Tapping into national identity and mobilising it to achieve certain outcomes is, in the opinion of this reviewer, the most effective way of mobilising people to act in interests of the planet as a whole. People want to feel proud of their country, and showing global leadership is one way to achieve that. Great British politicians such as Gladstone, Churchill, Attlee and Thatcher have showed how it can be used in various guises from calling for humanitarian action to shaking up the global economic order. Notably it was the hero of the left, Aneurin Bevan who called for Britain to become the “Mecca” of the world and use itself as an example for the rest of the world in how socialism could generate positive results for workers and the nation as a whole. National identity is one ideology which has the power to transcend the usual divides of politics to deliver results. Yet Piketty, for personal reasons, doesn’t want to use it.


We do need to see more international action, but this will only come if people believe that this is in the interests of their political communities, not by people lecturing them to put them to one side. Piketty half-accepts this in his own solutions, but calling for the development of “assemblies” that combine national politicians with transnational politicians (such as MEPs) as a way to give strength to new institutions. This reviewer is not convinced that this would work, but it is a recognition of the enduring power of national identity that Piketty feels he has to compromise on his vision in this way.


It this last issue, the role and future of the nation-state, that in the end makes this book a little underwhelming.

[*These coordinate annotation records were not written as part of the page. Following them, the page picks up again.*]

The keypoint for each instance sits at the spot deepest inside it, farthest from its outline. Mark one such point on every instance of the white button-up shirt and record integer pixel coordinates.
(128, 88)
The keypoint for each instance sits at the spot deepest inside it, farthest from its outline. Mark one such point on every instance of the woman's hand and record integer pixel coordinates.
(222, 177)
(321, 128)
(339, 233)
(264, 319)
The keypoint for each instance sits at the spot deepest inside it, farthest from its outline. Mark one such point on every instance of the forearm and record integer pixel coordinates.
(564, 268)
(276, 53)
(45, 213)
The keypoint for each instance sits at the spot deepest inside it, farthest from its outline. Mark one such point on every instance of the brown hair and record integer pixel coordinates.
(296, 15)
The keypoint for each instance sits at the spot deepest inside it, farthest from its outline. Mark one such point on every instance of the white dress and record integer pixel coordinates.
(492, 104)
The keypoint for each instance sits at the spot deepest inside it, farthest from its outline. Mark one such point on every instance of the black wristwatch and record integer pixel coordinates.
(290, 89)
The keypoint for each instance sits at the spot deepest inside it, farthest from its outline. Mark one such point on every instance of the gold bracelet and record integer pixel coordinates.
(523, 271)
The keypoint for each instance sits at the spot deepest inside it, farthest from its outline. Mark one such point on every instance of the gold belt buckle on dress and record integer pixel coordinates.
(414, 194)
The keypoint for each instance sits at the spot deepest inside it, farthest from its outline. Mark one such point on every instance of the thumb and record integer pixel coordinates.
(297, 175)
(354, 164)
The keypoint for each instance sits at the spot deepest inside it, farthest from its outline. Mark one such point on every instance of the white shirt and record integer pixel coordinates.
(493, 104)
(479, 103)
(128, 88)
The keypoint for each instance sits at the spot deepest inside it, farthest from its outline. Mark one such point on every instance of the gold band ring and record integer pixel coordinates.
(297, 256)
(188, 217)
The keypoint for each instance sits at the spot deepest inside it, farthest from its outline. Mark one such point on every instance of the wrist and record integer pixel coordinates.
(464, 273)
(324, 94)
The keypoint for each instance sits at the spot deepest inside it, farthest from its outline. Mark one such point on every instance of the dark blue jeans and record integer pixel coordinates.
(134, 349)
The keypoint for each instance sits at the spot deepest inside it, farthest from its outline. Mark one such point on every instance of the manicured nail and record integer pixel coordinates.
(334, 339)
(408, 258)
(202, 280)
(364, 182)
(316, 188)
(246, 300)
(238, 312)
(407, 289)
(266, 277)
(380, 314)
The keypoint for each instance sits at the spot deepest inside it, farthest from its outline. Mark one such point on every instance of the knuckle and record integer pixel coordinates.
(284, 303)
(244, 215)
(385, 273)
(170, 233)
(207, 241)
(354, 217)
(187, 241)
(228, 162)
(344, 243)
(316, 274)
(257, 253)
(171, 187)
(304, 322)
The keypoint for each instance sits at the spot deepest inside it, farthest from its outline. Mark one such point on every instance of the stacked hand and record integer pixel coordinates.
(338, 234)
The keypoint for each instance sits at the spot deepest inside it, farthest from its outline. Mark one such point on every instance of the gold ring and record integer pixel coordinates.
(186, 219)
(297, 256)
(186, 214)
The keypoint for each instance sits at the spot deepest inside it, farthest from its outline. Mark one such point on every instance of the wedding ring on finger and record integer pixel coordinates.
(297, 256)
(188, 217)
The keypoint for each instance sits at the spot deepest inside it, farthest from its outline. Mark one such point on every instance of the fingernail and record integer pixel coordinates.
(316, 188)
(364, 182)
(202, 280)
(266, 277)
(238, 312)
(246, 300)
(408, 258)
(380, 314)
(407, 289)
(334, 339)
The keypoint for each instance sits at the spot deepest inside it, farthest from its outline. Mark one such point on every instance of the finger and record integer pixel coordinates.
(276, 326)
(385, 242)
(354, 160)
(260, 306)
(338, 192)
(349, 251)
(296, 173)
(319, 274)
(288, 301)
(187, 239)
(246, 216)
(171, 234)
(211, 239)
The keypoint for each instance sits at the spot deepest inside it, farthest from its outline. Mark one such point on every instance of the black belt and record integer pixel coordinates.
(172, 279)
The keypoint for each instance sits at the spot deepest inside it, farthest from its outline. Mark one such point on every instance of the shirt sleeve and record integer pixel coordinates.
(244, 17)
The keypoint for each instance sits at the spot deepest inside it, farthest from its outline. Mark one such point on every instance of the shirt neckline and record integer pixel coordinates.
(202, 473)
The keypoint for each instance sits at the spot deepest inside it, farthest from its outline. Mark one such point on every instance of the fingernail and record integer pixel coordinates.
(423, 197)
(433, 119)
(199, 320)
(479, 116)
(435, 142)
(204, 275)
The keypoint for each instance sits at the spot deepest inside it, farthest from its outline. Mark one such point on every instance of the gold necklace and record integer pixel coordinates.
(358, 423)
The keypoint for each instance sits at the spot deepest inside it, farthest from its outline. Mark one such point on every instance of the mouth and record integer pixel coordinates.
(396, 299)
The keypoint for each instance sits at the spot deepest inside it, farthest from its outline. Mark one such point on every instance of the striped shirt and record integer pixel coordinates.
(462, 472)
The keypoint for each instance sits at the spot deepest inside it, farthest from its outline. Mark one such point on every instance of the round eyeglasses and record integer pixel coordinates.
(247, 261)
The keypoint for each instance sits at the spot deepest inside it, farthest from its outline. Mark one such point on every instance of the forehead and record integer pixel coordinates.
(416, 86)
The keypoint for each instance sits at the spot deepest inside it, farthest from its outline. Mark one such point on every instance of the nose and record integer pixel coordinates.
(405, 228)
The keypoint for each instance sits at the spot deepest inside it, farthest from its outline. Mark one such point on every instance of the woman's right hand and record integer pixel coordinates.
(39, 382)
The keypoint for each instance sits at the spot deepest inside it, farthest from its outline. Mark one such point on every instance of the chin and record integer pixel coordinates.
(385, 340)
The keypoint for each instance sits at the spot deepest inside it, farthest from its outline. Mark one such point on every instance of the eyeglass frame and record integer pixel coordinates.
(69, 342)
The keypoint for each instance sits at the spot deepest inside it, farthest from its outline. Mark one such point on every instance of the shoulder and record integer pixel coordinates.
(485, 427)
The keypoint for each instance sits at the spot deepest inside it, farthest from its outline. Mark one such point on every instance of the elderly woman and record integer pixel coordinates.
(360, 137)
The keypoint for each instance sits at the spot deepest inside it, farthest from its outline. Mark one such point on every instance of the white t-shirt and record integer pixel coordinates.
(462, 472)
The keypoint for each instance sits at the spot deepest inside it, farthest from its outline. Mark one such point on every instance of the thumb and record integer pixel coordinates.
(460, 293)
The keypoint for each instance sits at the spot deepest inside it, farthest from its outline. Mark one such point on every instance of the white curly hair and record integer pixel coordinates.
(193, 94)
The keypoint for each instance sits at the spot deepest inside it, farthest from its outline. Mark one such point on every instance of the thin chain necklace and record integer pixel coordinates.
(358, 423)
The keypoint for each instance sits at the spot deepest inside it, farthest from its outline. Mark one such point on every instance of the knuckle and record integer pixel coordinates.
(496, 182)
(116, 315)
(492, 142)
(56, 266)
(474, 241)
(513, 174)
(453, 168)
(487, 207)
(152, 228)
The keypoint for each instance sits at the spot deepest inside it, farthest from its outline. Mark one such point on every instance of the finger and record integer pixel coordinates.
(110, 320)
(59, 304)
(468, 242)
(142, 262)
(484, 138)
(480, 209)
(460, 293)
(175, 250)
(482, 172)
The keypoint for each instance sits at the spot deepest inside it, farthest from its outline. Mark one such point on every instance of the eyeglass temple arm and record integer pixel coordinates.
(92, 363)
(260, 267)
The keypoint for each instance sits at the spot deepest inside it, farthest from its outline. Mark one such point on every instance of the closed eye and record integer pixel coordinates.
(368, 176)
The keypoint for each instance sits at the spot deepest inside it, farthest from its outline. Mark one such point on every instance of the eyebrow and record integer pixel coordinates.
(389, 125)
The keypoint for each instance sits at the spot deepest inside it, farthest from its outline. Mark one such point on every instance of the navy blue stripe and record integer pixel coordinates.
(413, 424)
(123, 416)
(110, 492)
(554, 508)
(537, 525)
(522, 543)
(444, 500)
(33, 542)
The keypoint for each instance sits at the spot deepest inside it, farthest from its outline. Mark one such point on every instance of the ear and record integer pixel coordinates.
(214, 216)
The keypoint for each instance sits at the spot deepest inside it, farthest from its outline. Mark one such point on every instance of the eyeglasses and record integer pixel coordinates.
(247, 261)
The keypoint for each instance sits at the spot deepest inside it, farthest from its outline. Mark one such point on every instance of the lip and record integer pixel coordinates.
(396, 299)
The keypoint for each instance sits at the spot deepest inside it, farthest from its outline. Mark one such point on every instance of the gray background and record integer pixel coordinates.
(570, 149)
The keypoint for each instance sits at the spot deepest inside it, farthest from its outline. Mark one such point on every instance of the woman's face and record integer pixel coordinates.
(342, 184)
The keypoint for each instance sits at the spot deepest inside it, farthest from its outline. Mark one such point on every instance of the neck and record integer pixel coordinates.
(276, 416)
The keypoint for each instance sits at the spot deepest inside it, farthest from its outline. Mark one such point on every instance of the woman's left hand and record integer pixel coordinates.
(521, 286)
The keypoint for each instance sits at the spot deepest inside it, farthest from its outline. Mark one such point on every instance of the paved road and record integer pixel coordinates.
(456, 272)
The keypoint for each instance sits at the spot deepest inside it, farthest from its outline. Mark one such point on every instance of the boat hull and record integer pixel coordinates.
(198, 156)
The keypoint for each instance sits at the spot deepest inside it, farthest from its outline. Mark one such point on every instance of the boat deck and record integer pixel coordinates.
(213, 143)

But, as I hope that this article has showed, there is a great deal within it that should be of interest to One Nation Conservatives, and indeed everyone.


Most importantly, the book is a message of hope. We can, and we have, found ways to manage our economies and societies better. We can do so again.

Most importantly, the book is a message of hope. We can, and we have, found ways to manage our economies and societies better. We can do so again.